Paranoid personality disorder
Paranoid personality disorder is a mental disorder that causes a person to be paranoid, intensely suspicious, and have a general mistrust of other people. Individuals with this condition are always perceiving threats in their environments and attempting to justify irrational fears. They are easily insulted and hypersensitive.
Definition & Facts
Personality involves deep patterns of behavior that define how a person thinks about themselves and others in the world. Personality disorders involve such traits and patterns that cause a person to have interpersonal problems. Paranoid personality disorder describes a person with an enduring pattern of behavior that causes them to interpret the actions of others as deliberately threatening or demeaning.
A person with paranoid personality disorder is often inflexible, rigid and unable to adapt to new situations. It can be severe enough to cause a person to experience intense emotional impairment as well as internal distress. People with this disorder do not confide in others who have proven to be trustworthy; their fear of being betrayed or exploited inhibits forming intimate bonds with others.
Symptoms & Complaints
They are reluctant to confide in others or share personal information because they fear it will be used against them. They will hold grudges for long periods of time. They have difficulty relaxing and believe they are in the right during every conflict.

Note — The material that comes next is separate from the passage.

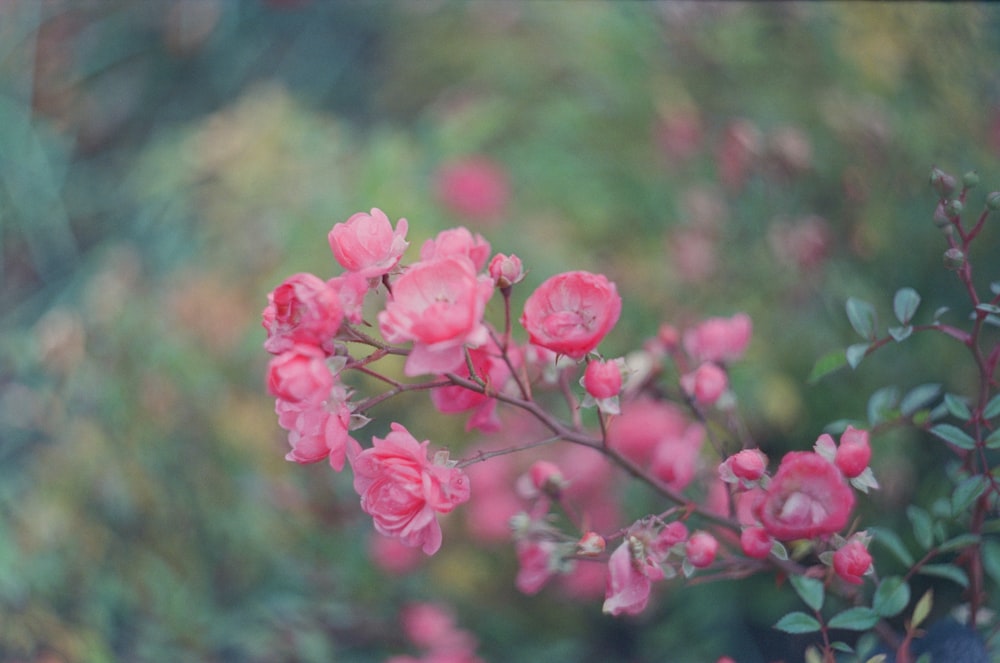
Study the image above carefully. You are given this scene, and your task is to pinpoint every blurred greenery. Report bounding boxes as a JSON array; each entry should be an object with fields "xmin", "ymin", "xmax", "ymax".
[{"xmin": 0, "ymin": 0, "xmax": 1000, "ymax": 663}]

Individuals with paranoid personality disorder are often hostile and argumentative. It has been shown that people who have paranoid personality disorder find it difficult to develop and maintain relationships. They often struggle when it comes to functioning socially as well in a work environment.
People with paranoid personality disorder are often engaged in legal battles. They will sue individuals as well as companies they believe are out to get them. They will have a coping mechanism of rejecting any relationship that involves depending on another person.

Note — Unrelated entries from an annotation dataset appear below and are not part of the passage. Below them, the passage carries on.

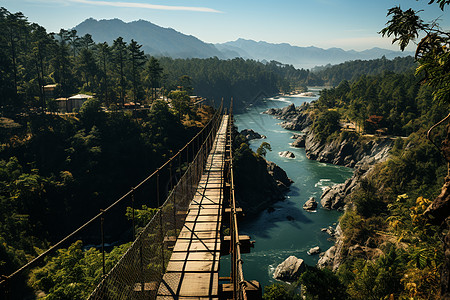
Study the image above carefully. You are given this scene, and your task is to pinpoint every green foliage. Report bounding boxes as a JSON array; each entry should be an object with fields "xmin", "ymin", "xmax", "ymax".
[
  {"xmin": 256, "ymin": 142, "xmax": 272, "ymax": 157},
  {"xmin": 316, "ymin": 73, "xmax": 446, "ymax": 136},
  {"xmin": 313, "ymin": 110, "xmax": 341, "ymax": 140},
  {"xmin": 263, "ymin": 283, "xmax": 301, "ymax": 300},
  {"xmin": 125, "ymin": 205, "xmax": 158, "ymax": 232},
  {"xmin": 169, "ymin": 91, "xmax": 191, "ymax": 120},
  {"xmin": 29, "ymin": 241, "xmax": 131, "ymax": 300},
  {"xmin": 312, "ymin": 56, "xmax": 417, "ymax": 86},
  {"xmin": 381, "ymin": 0, "xmax": 450, "ymax": 104},
  {"xmin": 300, "ymin": 267, "xmax": 347, "ymax": 300}
]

These individuals will be hostile about distancing themselves from others and often experience social isolation. They will deny their insecurities and believe others are the cause of them. It's possible for them to experience an inflated sense of self-worth.
Exactly what causes a person to develop a paranoid personalty disorder is not yet known. It seems to be a disorder commonly found among people with a family history of other mental disorders. Such disorders could involve delusional disorders and schizophrenia among others.
Genetic factors may also play a major role in a person developing a paranoid personality disorder. A study of twins conducted in Norway showed that this personality disorder has a 28 percent chance of being hereditable. The study also showed that certain regions of the brain are affected in individuals suffering from paranoid personality disorder. It showed the prefrontal cortex of these individuals had lesions. This is the area of the brain that affects decision-making and judgment.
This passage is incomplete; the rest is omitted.